Ex-companheira de cela de Dilma Rousseff na época da ditadura militar, ela foi convidada pelas companheiras mineiras para participar do bordado de uma manta para a ex-presidente. "Estive em BH para ver como o coletivo atuava e fui me maravilhando com aquela ideia", conta. "Como socióloga, eu queria responder a duas questões: como e por que esse trabalho mobiliza tanta gente?"

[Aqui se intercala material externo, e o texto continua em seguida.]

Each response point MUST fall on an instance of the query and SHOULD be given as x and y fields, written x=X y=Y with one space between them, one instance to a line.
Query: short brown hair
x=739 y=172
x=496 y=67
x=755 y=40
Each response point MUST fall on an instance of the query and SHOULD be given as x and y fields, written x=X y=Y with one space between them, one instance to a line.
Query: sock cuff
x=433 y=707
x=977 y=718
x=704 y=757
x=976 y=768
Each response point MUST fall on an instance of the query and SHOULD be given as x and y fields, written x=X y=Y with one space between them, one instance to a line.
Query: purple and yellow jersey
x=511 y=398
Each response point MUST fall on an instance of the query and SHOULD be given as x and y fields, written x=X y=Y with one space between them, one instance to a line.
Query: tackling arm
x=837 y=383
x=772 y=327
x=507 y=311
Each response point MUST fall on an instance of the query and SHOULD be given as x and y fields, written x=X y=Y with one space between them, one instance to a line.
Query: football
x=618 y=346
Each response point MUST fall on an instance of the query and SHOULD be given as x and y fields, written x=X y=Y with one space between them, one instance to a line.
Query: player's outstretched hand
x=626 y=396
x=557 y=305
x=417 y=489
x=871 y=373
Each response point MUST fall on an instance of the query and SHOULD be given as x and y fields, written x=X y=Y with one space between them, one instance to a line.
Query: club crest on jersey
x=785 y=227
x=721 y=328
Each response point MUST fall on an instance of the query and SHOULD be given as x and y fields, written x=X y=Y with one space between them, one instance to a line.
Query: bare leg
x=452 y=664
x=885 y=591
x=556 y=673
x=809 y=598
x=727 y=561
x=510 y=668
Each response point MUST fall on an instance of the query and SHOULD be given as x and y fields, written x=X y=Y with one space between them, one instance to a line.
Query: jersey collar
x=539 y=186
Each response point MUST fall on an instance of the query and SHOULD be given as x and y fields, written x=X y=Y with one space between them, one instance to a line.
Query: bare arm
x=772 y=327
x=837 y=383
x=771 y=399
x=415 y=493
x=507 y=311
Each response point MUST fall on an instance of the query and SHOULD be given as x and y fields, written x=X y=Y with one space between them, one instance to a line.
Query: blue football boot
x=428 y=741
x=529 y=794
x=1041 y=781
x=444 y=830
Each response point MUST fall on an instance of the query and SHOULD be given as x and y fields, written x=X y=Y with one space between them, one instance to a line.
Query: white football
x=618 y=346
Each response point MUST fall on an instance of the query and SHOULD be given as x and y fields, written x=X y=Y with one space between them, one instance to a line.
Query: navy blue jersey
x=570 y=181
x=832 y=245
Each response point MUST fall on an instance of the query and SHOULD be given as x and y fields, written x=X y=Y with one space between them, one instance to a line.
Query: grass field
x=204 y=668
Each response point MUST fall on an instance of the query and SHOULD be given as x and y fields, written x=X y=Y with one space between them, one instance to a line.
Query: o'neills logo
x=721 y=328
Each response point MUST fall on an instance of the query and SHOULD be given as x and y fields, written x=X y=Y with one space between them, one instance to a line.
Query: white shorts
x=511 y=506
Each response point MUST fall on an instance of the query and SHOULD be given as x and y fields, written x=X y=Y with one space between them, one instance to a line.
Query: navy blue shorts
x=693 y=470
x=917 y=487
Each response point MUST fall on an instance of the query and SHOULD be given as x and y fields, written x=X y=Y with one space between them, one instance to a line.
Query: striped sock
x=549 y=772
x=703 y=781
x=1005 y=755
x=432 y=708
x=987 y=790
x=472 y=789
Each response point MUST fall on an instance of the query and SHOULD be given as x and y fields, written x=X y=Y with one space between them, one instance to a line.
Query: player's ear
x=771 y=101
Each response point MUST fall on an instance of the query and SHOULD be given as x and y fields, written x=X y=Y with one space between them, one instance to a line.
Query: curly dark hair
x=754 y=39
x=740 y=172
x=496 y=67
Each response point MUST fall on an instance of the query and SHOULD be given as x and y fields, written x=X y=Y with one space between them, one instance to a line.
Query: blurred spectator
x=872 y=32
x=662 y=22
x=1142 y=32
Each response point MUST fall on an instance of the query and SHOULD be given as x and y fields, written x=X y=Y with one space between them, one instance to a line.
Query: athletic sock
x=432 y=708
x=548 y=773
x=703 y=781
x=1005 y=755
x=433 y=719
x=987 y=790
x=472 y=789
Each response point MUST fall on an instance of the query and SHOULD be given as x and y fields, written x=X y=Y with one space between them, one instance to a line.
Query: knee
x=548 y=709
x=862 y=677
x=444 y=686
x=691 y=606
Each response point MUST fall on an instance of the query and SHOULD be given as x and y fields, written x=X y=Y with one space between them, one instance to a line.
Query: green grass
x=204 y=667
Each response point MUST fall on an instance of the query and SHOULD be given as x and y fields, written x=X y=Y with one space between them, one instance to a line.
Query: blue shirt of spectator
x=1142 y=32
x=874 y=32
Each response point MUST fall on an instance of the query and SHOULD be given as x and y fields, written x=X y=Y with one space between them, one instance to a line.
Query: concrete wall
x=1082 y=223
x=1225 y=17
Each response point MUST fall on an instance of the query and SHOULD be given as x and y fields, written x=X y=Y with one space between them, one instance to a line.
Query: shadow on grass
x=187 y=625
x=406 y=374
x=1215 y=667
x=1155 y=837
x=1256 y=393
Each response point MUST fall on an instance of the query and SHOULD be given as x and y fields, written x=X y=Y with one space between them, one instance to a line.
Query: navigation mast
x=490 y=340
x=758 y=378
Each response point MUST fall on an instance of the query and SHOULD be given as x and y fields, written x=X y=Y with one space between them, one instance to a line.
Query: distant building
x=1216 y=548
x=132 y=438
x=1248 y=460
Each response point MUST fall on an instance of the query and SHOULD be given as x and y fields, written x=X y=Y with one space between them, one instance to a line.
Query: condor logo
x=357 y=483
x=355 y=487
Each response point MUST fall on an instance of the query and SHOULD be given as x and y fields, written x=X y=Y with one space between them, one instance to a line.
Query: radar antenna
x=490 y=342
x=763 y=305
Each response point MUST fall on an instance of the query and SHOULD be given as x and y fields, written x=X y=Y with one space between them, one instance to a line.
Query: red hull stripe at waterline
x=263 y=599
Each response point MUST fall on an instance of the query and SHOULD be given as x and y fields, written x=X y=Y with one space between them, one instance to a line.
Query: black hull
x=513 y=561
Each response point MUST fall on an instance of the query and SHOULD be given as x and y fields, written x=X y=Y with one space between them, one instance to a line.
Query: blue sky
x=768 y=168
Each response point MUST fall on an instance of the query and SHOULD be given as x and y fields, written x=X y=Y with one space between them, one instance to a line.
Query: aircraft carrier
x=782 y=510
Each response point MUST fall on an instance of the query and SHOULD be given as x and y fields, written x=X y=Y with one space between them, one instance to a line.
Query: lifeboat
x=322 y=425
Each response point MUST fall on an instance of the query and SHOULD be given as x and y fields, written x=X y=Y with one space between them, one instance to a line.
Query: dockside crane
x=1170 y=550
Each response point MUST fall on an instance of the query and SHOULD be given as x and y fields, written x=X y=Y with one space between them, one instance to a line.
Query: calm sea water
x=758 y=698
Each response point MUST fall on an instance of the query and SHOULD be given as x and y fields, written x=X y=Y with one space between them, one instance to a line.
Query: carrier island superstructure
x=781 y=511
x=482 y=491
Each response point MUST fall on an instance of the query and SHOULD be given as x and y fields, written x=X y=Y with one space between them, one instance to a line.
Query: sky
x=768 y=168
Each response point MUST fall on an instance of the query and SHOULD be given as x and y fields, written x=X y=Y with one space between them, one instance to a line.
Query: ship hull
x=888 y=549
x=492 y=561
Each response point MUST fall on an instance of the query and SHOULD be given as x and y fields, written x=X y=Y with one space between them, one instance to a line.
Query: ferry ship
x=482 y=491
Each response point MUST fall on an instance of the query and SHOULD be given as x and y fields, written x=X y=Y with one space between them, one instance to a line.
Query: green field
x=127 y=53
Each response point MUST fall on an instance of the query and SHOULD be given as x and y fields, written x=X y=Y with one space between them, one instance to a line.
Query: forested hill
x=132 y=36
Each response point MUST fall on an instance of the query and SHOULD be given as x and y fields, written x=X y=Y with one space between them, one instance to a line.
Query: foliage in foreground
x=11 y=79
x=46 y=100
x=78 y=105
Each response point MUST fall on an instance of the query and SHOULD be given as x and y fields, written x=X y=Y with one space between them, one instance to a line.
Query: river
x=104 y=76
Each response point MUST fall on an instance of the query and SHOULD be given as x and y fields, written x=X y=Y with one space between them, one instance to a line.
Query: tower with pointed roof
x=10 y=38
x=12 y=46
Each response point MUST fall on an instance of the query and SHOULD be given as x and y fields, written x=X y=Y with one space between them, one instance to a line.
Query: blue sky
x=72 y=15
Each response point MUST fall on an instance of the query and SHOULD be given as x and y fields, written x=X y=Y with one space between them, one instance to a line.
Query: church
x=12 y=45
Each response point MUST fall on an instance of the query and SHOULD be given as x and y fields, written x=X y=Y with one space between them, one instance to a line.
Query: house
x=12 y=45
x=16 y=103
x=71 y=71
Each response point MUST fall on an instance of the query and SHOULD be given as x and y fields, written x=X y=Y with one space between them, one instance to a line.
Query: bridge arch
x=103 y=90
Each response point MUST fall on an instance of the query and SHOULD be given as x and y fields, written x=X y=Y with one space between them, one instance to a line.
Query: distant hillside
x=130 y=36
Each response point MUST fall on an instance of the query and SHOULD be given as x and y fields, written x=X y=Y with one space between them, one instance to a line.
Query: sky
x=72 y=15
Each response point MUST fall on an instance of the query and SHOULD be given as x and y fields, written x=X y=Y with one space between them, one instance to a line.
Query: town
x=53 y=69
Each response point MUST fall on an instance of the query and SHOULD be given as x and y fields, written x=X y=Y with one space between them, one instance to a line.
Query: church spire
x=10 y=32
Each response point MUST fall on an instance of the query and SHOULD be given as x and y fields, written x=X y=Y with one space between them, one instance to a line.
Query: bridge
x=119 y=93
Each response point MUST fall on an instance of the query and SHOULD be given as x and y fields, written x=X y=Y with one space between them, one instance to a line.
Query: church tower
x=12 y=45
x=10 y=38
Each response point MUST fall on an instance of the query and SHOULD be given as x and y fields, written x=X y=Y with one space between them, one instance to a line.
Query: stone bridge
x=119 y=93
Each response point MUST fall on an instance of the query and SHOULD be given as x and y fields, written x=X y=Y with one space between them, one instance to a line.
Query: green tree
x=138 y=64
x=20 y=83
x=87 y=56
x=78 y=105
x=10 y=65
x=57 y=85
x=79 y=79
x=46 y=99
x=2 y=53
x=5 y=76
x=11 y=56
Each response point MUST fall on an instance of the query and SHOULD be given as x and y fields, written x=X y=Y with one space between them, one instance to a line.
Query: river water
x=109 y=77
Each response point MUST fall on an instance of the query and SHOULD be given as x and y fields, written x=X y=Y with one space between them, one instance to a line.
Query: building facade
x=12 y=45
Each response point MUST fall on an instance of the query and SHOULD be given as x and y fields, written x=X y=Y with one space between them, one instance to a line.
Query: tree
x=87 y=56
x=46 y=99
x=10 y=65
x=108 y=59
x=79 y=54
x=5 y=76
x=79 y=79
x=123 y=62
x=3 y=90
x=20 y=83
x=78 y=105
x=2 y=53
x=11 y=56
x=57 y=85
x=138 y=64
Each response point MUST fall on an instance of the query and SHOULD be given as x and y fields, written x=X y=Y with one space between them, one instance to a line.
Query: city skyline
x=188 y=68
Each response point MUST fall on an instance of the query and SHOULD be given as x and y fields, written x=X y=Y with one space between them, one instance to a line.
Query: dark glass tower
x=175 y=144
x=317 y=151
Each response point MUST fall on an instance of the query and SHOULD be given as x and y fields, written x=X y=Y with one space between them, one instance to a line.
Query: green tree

Em 2018, Lenira estava no Fórum Social Mundial em Salvador com outras mulheres de São Paulo, Belo Horizonte e Rio de Janeiro, quando a notícia da morte de Marielle Franco chocou o país. "Assim que os armarinhos abriram, compramos 200 metros de fita preta para colocar nos braços de 1.000 pessoas em sinal de luto", relembra. Ainda hoje, a socióloga diz que as respostas para suas perguntas são um mistério: "A pesquisa continua na minha cabeça".

Atividade ancestral

Com frequência o grupo recebe convites para aderir a causas. "Já fomos chamadas a somar pela luta antimanicomial e a nos manifestar em apoio às causas indígenas, falar sobre a violência contra a mulher", conta a arquiteta e urbanista Lígia Rocha, 43 anos.

Ela conheceu o Linhas de Sampa durante a campanha para as eleições presidenciais em 2018 no Largo da Batata. "Encontrei essas mulheres bordando em uma mesa. É super interessante o fenômeno dessa bordação, dá vontade de ir conversar. Foi assim que eu me aproximei: fui perguntar o que elas estavam fazendo e de pronto elas sacaram um pedaço de pano e um conjunto de linhas. Foi arrebatador na minha vida, um encontro de almas", diz.

Nossos quadradinhos bordados são panfletos que você não joga no lixo depois de ler, pode pôr na mochila ou no peito com um alfinete
Lenira Machado, socióloga e uma das fundadoras do Linhas de Sampa

A rapidez com que o coletivo se manifesta em relação aos temas quentes —os bordados são fotografados e as imagens são postadas no perfil do grupo no Instagram— é fruto de uma coordenação colegiada. As integrantes se distribuem entre receber doações de material, cortar os panfletos, escrever as frases, elaborar os desenhos e composições, riscar os panfletos (quando passam o desenho para o tecido). "É uma rede incrível que funciona direitinho", diz Lígia.

"São montes de braços trabalhando juntos, muitas mãos e muitas linhas de amarrar tudo", define ela. "E, cá entre nós, são mulheres muito incríveis. Mulheres que já enfrentaram duras pelejas. É uma geração que enfrentou a ditadura, militaram na redemocratização. São mulheres muito atentas."